Update. Per Giuseppe Regalzi (che scrive per il blog Bioetica) è probabile che il testo originale parli di "prostituto" e non di "prostituta". Questo rende, per i motivi che ho ricordato sopra, ancora più prudente la posizione di Benedetto XVI.


Spegnere il megafono

La tragicomica storia del pastore con un piccolo gregge  che usa come strumento di marketing la minaccia di bruciare il Corano, ha riacceso l'annoso dibattito sui media come megafono degli sciroccati. Io, più che il silenzio,  userei il bastone (come il reverendo suggerisce di fare per inculcare un po' di sani principi ai propri figli).

New York Times


Il nichilismo delle cose

Oggi il Papa ha fatto una raffinatissima riflessione sul valore della Sindone come 


simbolo del Sabato Santo, del «nascondimento di Dio», di una «terra di nessuno». [La Sindone] è un’icona che interpella, in tutta la sua attualità, l’umanità oscurata dalle guerre, dalle violenze, e in particolare dagli orrori del secolo scorso.

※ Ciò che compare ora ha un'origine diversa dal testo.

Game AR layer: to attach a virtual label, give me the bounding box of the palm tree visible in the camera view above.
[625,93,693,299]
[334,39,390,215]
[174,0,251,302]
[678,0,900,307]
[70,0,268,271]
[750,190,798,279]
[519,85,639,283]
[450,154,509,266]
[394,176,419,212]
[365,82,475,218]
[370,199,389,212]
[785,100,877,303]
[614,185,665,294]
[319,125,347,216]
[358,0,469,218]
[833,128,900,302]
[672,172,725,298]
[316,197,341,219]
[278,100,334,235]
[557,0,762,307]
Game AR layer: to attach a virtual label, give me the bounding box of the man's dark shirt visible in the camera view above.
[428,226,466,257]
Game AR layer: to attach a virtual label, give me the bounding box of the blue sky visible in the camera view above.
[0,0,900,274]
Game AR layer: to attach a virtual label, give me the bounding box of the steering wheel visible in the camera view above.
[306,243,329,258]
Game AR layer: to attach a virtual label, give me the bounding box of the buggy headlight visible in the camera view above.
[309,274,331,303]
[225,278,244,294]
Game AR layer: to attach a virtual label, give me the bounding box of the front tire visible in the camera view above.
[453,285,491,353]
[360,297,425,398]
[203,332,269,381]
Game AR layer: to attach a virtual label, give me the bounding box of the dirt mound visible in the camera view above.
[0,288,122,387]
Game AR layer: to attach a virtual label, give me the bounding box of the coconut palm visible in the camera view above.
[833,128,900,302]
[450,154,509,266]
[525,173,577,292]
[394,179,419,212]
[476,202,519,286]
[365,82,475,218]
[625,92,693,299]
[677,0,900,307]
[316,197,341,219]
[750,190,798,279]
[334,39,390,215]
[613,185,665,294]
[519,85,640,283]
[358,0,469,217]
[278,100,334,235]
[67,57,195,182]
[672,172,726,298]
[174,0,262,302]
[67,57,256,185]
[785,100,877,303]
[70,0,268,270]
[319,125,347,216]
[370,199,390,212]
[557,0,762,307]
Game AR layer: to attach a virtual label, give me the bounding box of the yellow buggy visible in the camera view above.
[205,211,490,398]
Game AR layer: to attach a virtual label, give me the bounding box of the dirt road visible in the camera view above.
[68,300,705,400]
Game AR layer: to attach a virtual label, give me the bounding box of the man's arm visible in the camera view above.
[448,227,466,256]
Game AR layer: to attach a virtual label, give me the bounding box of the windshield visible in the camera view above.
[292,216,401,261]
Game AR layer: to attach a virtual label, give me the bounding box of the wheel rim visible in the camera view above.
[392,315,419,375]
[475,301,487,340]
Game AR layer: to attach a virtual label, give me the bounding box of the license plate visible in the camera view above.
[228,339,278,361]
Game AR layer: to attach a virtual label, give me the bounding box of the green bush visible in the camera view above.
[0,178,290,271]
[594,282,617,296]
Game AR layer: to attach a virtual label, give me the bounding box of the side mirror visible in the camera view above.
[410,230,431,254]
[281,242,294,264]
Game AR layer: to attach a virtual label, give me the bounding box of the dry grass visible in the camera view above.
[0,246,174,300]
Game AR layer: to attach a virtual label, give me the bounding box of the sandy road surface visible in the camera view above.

Poi, però la UTET gli ha  regalato "Sindone"

opera, di grande formato (38x42 centimetri), a tiratura limitata e numerata unica al mondo (499 esemplari in numeri arabi, 80 in numeri romani, 20 hc fuori commercio), [che]  contiene immagini della Sindone realizzate per la prima volta ad altissima risoluzione da Haltadefinizione (Hal9000).

E - grazie a questo incubo ad alta risoluzione - tutta la poesia del nascondimento di Dio è scomparsa per lasciare spazio alla materialità di un telo di lino dipinto. E questa volta non c'entra nulla l'illuminismo.